L’enjeu n’est ni plus ni moins qu’une transposition désinvolte de l’autre dans son domaine de pensée et dans son registre de paroles. Ariane se réduit ainsi à une découpe dans la psyché de Solal. (p. 277)

11Si l’Autre sert d’abord (ou même principalement) à penser soi‑même, l’Autre féminin chez Cohen semble servir exclusivement à penser soi-même ; est-ce la différence entre narcissisme simple (la condition humaine par défaut) et misogynie ?

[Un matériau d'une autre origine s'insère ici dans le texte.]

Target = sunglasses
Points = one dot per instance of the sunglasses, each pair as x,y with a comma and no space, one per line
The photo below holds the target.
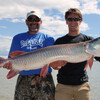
73,19
30,19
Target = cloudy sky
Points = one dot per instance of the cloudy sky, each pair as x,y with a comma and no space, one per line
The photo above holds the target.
13,14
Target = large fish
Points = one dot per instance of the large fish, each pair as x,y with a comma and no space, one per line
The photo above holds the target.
74,53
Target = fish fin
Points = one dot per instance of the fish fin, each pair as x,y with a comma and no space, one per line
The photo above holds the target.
44,71
16,53
91,62
11,74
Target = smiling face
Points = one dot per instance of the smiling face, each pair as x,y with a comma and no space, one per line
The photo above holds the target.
33,23
73,21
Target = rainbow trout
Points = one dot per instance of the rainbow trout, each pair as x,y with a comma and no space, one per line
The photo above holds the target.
73,53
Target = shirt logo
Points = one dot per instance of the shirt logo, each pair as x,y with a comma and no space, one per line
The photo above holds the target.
31,43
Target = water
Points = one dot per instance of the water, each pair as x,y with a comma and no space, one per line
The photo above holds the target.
7,86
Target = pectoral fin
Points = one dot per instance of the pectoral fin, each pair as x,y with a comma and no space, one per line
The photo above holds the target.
90,63
11,74
16,53
44,71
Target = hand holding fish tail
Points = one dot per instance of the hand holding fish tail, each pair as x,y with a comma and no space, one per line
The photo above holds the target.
58,64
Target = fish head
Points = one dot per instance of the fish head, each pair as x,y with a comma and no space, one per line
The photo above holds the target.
93,47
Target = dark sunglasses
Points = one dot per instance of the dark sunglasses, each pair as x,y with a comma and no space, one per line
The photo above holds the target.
30,19
73,19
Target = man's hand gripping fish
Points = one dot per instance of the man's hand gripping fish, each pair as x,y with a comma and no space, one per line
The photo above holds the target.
42,58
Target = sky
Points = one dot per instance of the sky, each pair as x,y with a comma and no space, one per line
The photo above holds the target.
13,14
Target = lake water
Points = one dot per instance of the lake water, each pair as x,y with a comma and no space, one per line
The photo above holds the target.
7,86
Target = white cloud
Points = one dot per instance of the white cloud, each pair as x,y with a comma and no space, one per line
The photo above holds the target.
90,6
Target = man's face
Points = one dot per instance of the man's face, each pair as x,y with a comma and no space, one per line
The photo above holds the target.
73,21
33,23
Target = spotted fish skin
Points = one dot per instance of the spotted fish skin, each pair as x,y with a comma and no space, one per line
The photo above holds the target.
73,53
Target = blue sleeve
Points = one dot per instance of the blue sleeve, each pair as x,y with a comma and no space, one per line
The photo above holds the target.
15,45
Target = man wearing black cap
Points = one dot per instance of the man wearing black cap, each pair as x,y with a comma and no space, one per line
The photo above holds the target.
30,86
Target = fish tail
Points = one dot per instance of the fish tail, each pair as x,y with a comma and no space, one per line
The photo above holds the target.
2,60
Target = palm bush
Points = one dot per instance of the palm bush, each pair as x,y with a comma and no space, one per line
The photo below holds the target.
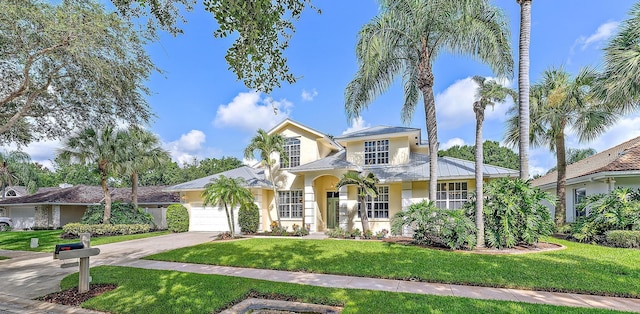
617,210
435,226
513,213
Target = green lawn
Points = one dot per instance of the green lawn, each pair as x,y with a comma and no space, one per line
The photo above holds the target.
47,239
580,268
154,291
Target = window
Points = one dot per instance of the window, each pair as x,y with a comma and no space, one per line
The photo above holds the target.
376,152
290,204
451,195
292,148
578,196
377,207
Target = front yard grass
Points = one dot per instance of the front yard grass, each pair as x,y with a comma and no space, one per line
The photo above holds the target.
47,239
580,268
161,291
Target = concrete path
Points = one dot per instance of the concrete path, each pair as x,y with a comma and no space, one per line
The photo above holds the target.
336,281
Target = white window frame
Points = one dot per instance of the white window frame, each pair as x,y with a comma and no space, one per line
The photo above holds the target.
376,152
289,204
452,195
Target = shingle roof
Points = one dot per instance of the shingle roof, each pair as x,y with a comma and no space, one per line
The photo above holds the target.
253,177
84,194
623,157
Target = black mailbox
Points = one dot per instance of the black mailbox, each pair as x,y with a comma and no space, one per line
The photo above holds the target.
67,247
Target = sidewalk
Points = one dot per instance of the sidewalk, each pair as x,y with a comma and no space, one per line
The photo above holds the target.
336,281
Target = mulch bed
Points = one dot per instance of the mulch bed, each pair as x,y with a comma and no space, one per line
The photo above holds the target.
72,297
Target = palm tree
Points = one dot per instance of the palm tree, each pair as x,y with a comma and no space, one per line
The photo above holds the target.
366,187
228,192
267,145
560,103
143,152
489,93
523,85
102,147
405,39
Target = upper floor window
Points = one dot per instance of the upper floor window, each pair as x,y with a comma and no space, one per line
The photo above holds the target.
292,148
451,195
376,152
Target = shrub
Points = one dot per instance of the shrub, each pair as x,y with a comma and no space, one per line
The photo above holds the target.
623,238
177,218
249,218
435,226
74,229
513,213
121,213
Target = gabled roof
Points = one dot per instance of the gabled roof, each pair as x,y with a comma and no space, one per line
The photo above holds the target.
621,158
85,194
254,178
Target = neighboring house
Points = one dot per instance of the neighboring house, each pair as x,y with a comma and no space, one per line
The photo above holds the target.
396,155
618,166
55,207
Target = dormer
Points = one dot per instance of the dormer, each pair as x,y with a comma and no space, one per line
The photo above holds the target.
382,145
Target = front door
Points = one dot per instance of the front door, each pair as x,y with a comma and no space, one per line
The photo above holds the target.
333,210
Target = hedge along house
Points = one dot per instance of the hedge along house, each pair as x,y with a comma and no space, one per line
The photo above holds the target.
55,207
307,184
618,166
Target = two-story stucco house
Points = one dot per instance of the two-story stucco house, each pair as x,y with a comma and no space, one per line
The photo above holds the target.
306,183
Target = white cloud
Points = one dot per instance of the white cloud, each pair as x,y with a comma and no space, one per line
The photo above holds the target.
250,111
456,141
455,105
309,96
357,124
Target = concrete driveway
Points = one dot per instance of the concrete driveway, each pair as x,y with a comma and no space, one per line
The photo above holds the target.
30,275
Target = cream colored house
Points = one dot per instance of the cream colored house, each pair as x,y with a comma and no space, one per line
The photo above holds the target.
306,185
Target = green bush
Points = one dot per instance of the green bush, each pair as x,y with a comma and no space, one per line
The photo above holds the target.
121,213
249,218
435,226
513,213
177,218
74,229
623,238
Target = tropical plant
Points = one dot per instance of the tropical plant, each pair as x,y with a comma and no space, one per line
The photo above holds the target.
366,184
489,93
514,213
101,147
142,152
616,210
407,36
559,104
436,226
523,86
268,144
228,192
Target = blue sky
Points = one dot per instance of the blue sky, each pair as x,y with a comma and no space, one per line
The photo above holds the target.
202,111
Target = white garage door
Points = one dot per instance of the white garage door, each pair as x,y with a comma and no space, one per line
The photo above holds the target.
210,219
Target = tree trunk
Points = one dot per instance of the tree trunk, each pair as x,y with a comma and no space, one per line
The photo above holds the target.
561,182
134,190
523,85
479,111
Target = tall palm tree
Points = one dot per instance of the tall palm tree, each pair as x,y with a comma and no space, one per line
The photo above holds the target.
489,93
103,147
366,184
143,152
407,36
228,192
558,104
523,85
267,145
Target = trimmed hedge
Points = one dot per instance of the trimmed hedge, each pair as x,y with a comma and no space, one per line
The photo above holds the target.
177,218
623,238
105,229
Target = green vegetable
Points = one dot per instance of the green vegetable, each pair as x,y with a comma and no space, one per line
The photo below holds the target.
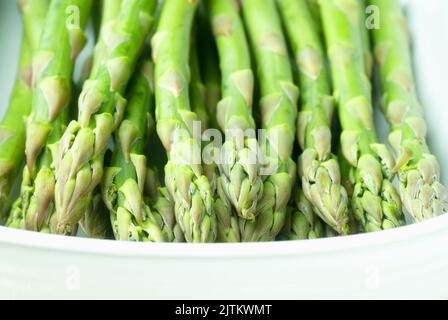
239,185
124,183
318,167
375,202
184,176
80,152
53,63
12,126
423,195
278,105
209,65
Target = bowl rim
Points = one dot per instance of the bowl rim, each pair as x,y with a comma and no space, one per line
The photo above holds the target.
47,242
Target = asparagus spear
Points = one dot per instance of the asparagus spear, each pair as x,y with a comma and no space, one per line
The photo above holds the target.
12,126
278,107
208,56
238,186
124,181
375,201
318,167
80,152
184,176
304,223
62,40
96,221
418,170
364,33
240,180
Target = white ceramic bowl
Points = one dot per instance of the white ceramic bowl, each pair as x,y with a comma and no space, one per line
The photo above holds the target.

12Dans son dernier chapitre, « Les Échecs des messianismes », M. Decout se demande comment appréhender les messianismes après la Shoah. Déjà à l’intérieur du texte, l’exclusion est transformée par les exclus, car les exclus se transforment en élus. M. Decout constate cette même transformation chez Isaïe : « Le renversement serait alors une autre facette du messianisme, inscrivant sa dynamique jusqu’au cœur de l’expression stylistique de l’identité juive » (p. 301). Pour développer cette idée, M. Decout étudie les deux Jérémie, le prophète et le juif errant chez Cohen, dont le deuxième « emblématise pour Cohen l’heureux malheur d’être juif » (p. 302). Il serait intéressant de développer cet intertexte, car le Jérémie cohénien est glorieux dans son abjection. Par exemple, il existe sinon une lueur d’espoir, au moins une riposte humoristique dans la description de sa vie intime : Jérémie a un chien qui s’appelle Titus. Jérémie, qui assiste à la destruction du Premier Temple, apprivoise Titus, celui qui a détruit le Second Temple ; le Juif est finalement le maître du païen. Mais malgré de tels renversements, M. Decout souligne avec justesse un enjeu important de l’échec messianique, qui que soit le perdant :

Cohen n’hésite pas à prendre le risque de l’universalisme de l’expérience juive […] Cohen fait ainsi de ses Juifs des Juifs ‘allégoriques’ de l’ensemble de l’humanité. (p. 337)

13Maxime Decout maintient le cap tout au long du livre, en maintenant ensemble la multiplicité de fictions de la judéité, « qu’elle se contredisent ou qu’elles se complètent » (p. 343) ; il évoque, en effet, non seulement les itérations textuelles de judéité, mais des enjeux philosophiques importants en ce qui concerne certaines questions identitaires. Avec un tel sujet, il n’est pas facile de trouver le juste milieu entre taxonomie et synthèse, et M. Decout a le mérite de l’avoir cherché. Albert Cohen : les fictions de la judéité représente ainsi un effort remarquable de conceptualisation de l’élément le plus récurrent et fuyant de l’œuvre de Cohen.